Bulk Update Deployment with PowerShell
# Install updates on multiple VMs
$resourceGroup = "rg-production"
$vmNames = @("vm-web-01", "vm-web-02", "vm-app-01")
foreach ($vmName in $vmNames) {
Write-Host "Starting update installation on $vmName..."
$params = @{
ResourceGroupName = $resourceGroup
VMName = $vmName
MaximumDuration = "PT2H"
RebootSetting = "IfRequired"
WindowsClassification = @("Critical", "Security")
}
$result = Invoke-AzVmInstallPatch @params -AsJob
Write-Host "Update job started for $vmName with Job ID: $($result.Id)"
}
# Monitor job status
Get-Job | Where-Object { $_.State -eq "Running" } | Wait-Job
Get-Job | Receive-Job
Step 5: Monitor Compliance
View Compliance Dashboard
- In Update Manager, go to Overview
- Review compliance metrics:
- Machines assessed
- Machines with pending updates
- Update history
- Click Compliance for detailed reports
Query Compliance via Azure Resource Graph
# Query VMs with pending critical updates
az graph query -q "
patchassessmentresources
| where type == 'microsoft.compute/virtualmachines/patchassessmentresults'
| extend vmId = tostring(split(id, '/providers/Microsoft.Compute/virtualMachines/')[0])

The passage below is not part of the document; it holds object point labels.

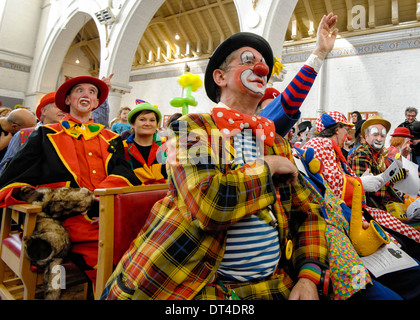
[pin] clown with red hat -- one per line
(75, 152)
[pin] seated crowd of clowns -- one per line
(232, 226)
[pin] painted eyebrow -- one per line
(248, 55)
(91, 87)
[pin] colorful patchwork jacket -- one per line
(67, 154)
(182, 244)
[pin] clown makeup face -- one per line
(375, 136)
(250, 71)
(342, 133)
(83, 98)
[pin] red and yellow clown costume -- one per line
(338, 174)
(70, 154)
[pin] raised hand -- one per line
(326, 35)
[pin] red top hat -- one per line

| extend criticalCount = properties.criticalAndSecurityPatchCount
| where criticalCount > 0
| project vmId, criticalCount, lastAssessmentTime=properties.lastModifiedDateTime
| order by criticalCount desc
"
# Get update compliance summary
az graph query -q "
resources
| where type == 'microsoft.compute/virtualmachines'
| extend osType = properties.storageProfile.osDisk.osType
| extend patchMode = properties.osProfile.windowsConfiguration.patchSettings.assessmentMode
| project name, resourceGroup, osType, patchMode, location
| order by resourceGroup
"
Set Up Compliance Alerts
# Create action group for notifications
az monitor action-group create \
--resource-group "rg-monitoring" \
--name "ag-patching-alerts" \
--short-name "Patching" \
--email-receivers name="OpsTeam" email-address="[email protected]"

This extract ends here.